We present an estimator of the covariance matrix $\Sigma$ of random $d$-dimensional vector from an i.i.d. sample of size $n$. Our sole assumption is that this vector satisfies a bounded $L^p-L^2$ moment assumption over its one-dimensional marginals, for some $p\geq 4$. Given this, we show that $\Sigma$ can be estimated from the sample with the same high-probability error rates that the sample covariance matrix achieves in the case of Gaussian data. This holds even though we allow for very general distributions that may not have moments of order $>p$. Moreover, our estimator can be made to be optimally robust to adversarial contamination. This result improves recent results in the literature by Mendelson and Zhivotovskiy and Catoni and Giulini, and matches parallel work by Abdalla and Zhivotovskiy (the exact relationship with this last work is described in the paper).

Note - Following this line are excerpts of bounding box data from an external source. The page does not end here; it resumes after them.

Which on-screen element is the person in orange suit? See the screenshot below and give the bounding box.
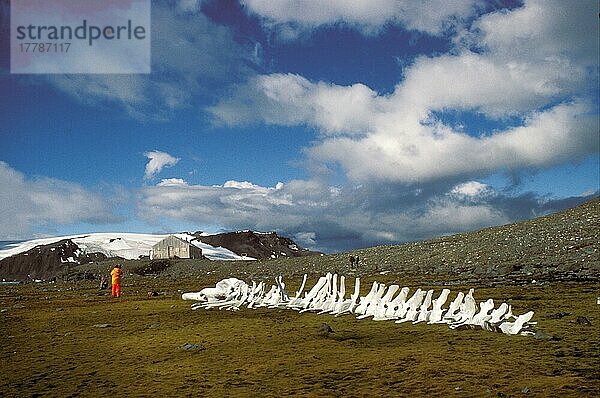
[110,264,123,297]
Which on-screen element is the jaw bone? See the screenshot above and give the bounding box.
[181,273,536,335]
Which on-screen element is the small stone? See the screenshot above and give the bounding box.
[533,330,560,341]
[317,323,335,337]
[544,312,571,319]
[575,316,592,326]
[179,343,206,351]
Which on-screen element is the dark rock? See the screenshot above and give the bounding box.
[533,330,561,341]
[0,239,106,281]
[575,316,592,326]
[179,343,206,351]
[195,231,320,260]
[317,323,335,337]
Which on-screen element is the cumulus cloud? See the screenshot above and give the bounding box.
[137,176,586,251]
[209,0,599,183]
[0,161,120,240]
[144,151,183,183]
[242,0,479,38]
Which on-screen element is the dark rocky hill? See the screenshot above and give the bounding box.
[0,239,106,280]
[195,231,320,260]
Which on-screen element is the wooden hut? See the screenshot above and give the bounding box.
[150,235,202,259]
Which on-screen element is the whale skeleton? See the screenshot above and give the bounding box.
[181,273,537,335]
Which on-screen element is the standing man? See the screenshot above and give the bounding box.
[110,264,123,297]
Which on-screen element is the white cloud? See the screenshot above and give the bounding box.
[44,0,255,121]
[157,178,188,187]
[137,180,583,251]
[144,151,183,183]
[242,0,478,38]
[450,181,492,198]
[209,1,599,183]
[0,161,119,240]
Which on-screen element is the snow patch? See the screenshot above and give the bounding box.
[0,233,255,262]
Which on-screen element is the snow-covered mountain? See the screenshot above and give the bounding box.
[0,232,248,263]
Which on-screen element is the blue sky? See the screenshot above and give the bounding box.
[0,0,600,251]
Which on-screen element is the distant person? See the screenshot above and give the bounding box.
[110,264,123,297]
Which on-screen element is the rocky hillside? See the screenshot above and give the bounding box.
[0,231,316,281]
[324,198,600,281]
[195,231,319,260]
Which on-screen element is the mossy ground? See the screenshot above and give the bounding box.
[0,275,600,397]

翻译：我们从一.d. 大小样本中提出一个共变矩阵的估算值 $\ sigma$, 随机的美元- 维向量的估算值。 我们唯一的假设是, 该矢量满足了对其一维边际的受约束的 $Lp- L ⁇ 2 秒假设值, 大约为 $p\ geq 4 美元。 有鉴于此, 我们显示, $\ sigma$ 可以从样本中估算出, 与样本共变矩阵在高斯数据中达到的高概率误差率相同。 尽管我们允许非常笼统的分布, 且可能没有 $> p$ 。 此外, 我们的估量器可以优化地适应对抗性污染。 这改善了Mendelson 和 Zhivotovskiy 以及 Catoni 和 Giulini 的文献的最新结果, 与 Abdalla 和 Zhivotovskiy 的平行工作( 与本文中所描述的准确关系) 。